I can't think of a single activity that's riskier, except for actively trying to kill yourself, which by the way, only has a 5% probability of death.
I'd be willing to assume a lot more personal risk to be the first person to do something like land on Mars or summit Everest, especially if it's not even clear that it can be done, than to be the 50th. Even more so if there is some compelling scientific benefit to going (which, thanks to robotics, there really isn't anymore, at least for brief boot/flag-planting visits).
There are extremely limited cases where it would be worth sacrificing someone's life to accomplish something (jumping on a grenade to save a bunch of other people, perhaps where acting saves other people). I could see people willingly sacrificing themselves for sufficiently otherwise unobtainable knowledge, but it would be immoral if not voluntary.
It's probably also worth noting that the first man to successfully scale Everest, Sir Edmund Hillary, has publicly voiced his disgust with those who leave their fellow climbers to die on the mountain.
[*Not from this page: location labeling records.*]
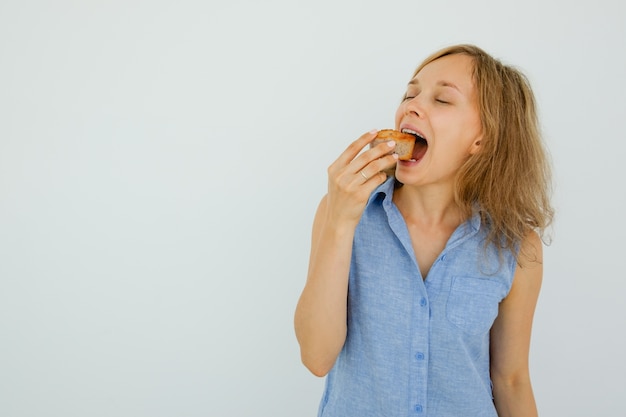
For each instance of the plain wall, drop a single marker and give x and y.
(161, 162)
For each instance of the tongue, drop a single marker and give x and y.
(419, 149)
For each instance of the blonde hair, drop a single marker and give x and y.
(509, 179)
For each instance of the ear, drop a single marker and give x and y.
(475, 146)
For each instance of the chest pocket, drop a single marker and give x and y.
(472, 304)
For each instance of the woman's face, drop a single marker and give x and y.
(441, 106)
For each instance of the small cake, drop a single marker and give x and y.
(404, 142)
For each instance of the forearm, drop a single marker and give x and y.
(514, 397)
(321, 314)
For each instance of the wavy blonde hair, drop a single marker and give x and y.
(509, 179)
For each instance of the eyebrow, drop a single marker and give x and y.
(415, 81)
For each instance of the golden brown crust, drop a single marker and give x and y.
(389, 134)
(404, 142)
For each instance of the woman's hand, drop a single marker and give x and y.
(321, 314)
(353, 177)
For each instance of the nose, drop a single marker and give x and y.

I think it's ok to leave dead bodies on the mountain to make your ascent, but not ok to leave someone who could possibly be saved. Taking any substantial risks to the living to recover bodies is completely unacceptable -- Everest is as good a grave as any.
I wouldn't take the 4% risk of death from climbing Everest at all just to be #50 in a single climbing season, though. I'd be willing to accept a 50% risk of death to be the first person on Mars.
> Taking any substantial risks to the living to recover bodies is completely unacceptable
Why? This is a cultural conclusion that can be debated and modified. People are already risking their lives just by being on Everest, so it can't just be risking life == bad.
Bringing up Mars in this discussion makes me think of Olympus Mons. The same kinds of folks attracted and willing to risk their life on being the 1000th person to reach the top of Mt. Everest may be even more attracted to being the first person to scale the tallest mountain in the star system.
Just because you don't understand it, doesn't mean it's 'crazy', an 'illness', or even remotely illogical.
Of course, I wouldn't know what to characterize it other than sheer sense of adventure. I can totally understand going for the highest achievement one can pull off, and it certainly might seem like lunacy to many.
As far as the Sherpas go, they are born into the mountains. It's their world. They scale the mountains because that's what they know how to do best. It's their way of life (just like your way of life might be being an entrepreneur).
Because Everest is on the tick list that non-climbers recognize and because a lot of the lower mountains are much, much harder and nobody will guide them. There is a reason Gasherbrum IV has only been climbed four times (five if you count the 1985 Kurtyka-Schauer route, which is still regarded as one of the most impressive alpine climbs ever), Gasherbrum III has been climbed twice, Khunyang Chhish twice, Bainthha Brakk twice, Latok I. There are lots of other "obscure" remote peaks with one or zero ascents that are way harder, more adventurous, and serious than Everest. Climbing Everest solo post-monsoon by a new route in 1980, or from the north as a party of two without carrying ropes or sleeping gear in 1986 is absolutely impressive. Trudging up the normal route with support does not count as climbing to anyone who climbs.
Some things I'll never understand in this world.
How about just running a marathon instead?